"Of course," Sasha said, stepping aside to let her pass. "Don't let me keep you."
Sophie hurried away, still clutching her plate of purloined food, and Sasha was left standing in the corridor wondering what exactly the youngest Sullivan was up to.
But then, everyone in this house seemed to be hiding something.
The question was whether any of them were going to survive the secrets they were keeping.
Chapter Thirteen
Victoria was staring at her laptop screen when Sasha came in. Though she'd been reading the same rejection email for the past ten minutes without absorbing a word of it. She'd received three similar messages today, each one a small death by a thousand corporate cuts, along with notification that next week’s interview with Pemberton Associates had been canceled due to "restructuring priorities."
Which was business-speak for "we've found someone better and can't be bothered to waste an hour pretending otherwise."
She closed her laptop with more force than necessary, the sharp snap echoing in the quiet room. Through her window, she could see the last of the evening light fading over the gardens, where Lukas was securing climbing roses against their supports with the sort of methodical care that suggested he actually enjoyed his work. Unlike Victoria, whose career was apparently dissolving like sugar in rain.
"Not time to change for dinner already, is it?" she said, feeling oddly slightly better with Sasha in the room.
Sasha was still in her gardening clothes from the afternoon. There was a smudge of soil on her cheek that was unreasonably charming, and her hair was escaping from its ponytail in golden wisps that caught the lamplight.
"Yeah, sorry," Sasha said, moving over to where her suitcase sat. "Time goes fast here, doesn’t it?" She didn’t wait for a response, pulling out a sweet sundress that Victoria thought might show the curve of her cleavage more than she might be ready to deal with. "That Sophie’s an odd duck, isn’t she?"
"Sophie?" Victoria said, trying not to look at the sundress. "What makes you say that?"
"Dunno," shrugged Sasha. "She's just… been acting rather mysterious, hasn't she?"
Victoria considered this, turning away from her small worktable to give Sasha her full attention. "Sophie's always been secretive. Comes with being the baby of the family, I suppose. There's such a gap between her and the rest of us that she's practically an only child most of the time."
"That must be lonely."
"Probably. We were all so much older when she came along that she might as well have been raised by different parents entirely." Victoria had often wondered how her baby sister’s childhood could have been so different from her own. "I was seventeen when she was born, practically grown. Ambrose was thirteen, Archie eighteen. By the time she was old enough to be interesting conversation, we were all off at university or starting careers."
"She seems… wise beyond her years, maybe?"
"She is. Sometimes I think she sees things more clearly than any of us." Victoria paused, studying Sasha's face. "She certainly saw through you and Ambrose quickly enough."
"God, yes. That was embarrassing." Sasha laughed, but there was something careful in her expression. "Though I suppose it's hard to fool someone who's watching from the outside."
"Sophie's always been observant. Probably learned that keeping secrets is easier than trying to get our attention when we're all so wrapped up in our own dramas." Victoria shifted in her chair, acutely aware of how the light played across Sasha's features. "She's probably got half a dozen projects going that none of us know about. Secret diaries, mysterious pen pals, elaborate plans for world domination."
"The last one wouldn't surprise me. She's got that strategic look about her."
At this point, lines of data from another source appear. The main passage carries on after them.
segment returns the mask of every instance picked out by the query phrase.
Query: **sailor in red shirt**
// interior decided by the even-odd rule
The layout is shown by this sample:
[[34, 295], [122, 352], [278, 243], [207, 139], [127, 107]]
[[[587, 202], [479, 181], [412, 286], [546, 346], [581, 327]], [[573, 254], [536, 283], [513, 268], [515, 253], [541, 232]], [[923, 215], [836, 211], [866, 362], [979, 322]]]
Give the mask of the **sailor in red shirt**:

"Mmm. Why do you ask about her, anyway?"
"Just curious. She's an interesting kid. Reminds me a bit of myself at that age, actually. Always watching, always trying to figure out how the adults were managing to make such a mess of everything." Sasha was studying Victoria's face with those disconcertingly green eyes. "Are you alright? You seem a bit… um, tense."
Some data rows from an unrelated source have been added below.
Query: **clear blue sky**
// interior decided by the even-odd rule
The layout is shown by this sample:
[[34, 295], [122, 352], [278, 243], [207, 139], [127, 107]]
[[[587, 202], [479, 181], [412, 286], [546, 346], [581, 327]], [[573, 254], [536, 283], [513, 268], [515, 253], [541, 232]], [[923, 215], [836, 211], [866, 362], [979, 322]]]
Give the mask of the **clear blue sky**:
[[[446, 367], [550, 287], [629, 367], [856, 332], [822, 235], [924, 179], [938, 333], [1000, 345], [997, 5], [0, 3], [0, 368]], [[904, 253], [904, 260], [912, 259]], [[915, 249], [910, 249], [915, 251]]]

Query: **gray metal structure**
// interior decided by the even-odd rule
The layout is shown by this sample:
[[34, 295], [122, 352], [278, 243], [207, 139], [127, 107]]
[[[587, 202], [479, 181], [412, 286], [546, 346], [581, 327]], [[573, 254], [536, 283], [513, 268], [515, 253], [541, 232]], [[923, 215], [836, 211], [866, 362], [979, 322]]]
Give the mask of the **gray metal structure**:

"I'm fine," Victoria said automatically, the response so practiced it came out without thought.
"Are you? Because you've been hiding in here for most of the afternoon, and you looked rather murderous at lunch. Like you were planning Georgina's demise between bites of sandwich."
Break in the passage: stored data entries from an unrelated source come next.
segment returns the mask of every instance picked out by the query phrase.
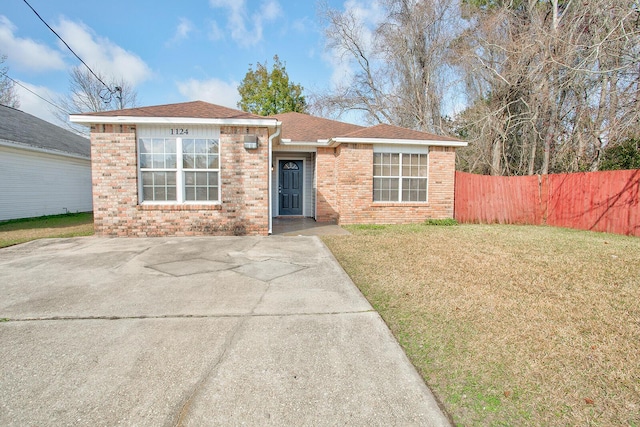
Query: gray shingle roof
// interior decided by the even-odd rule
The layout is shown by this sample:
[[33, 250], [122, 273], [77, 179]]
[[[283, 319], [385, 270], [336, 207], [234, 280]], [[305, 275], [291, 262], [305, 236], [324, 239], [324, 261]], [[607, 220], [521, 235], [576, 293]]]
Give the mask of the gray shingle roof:
[[91, 157], [91, 143], [87, 138], [4, 105], [0, 105], [0, 139], [33, 148]]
Victoria forced a smile. "Just tired. Work's been demanding lately."
"Mmm." Sasha didn't look convinced, tilting her head like a bird considering a particularly interesting insect. "Georgina was certainly something yesterday, wasn't she? All that talk about modernizing the estate. I thought your father might spontaneously combust right there at the table."
"She's exactly Archie's type, unfortunately. Beautiful, enthusiastic, and completely wrong for him in every possibleway." Victoria found herself relaxing slightly despite her mood, drawn into the conversation. "He has an uncanny ability to find women who are fundamentally incompatible with everything he claims to value."
"Poor Cathy looked like she wanted to strangle her with a rose stem when Georgina started talking about replacing the heritage roses with 'something more modern.'"
"Can you blame her? Georgina was practically planning to turn the place into a lifestyle magazine shoot. All surface and no substance." Victoria shook her head. "Did you see her face when Grandmother mentioned the library?"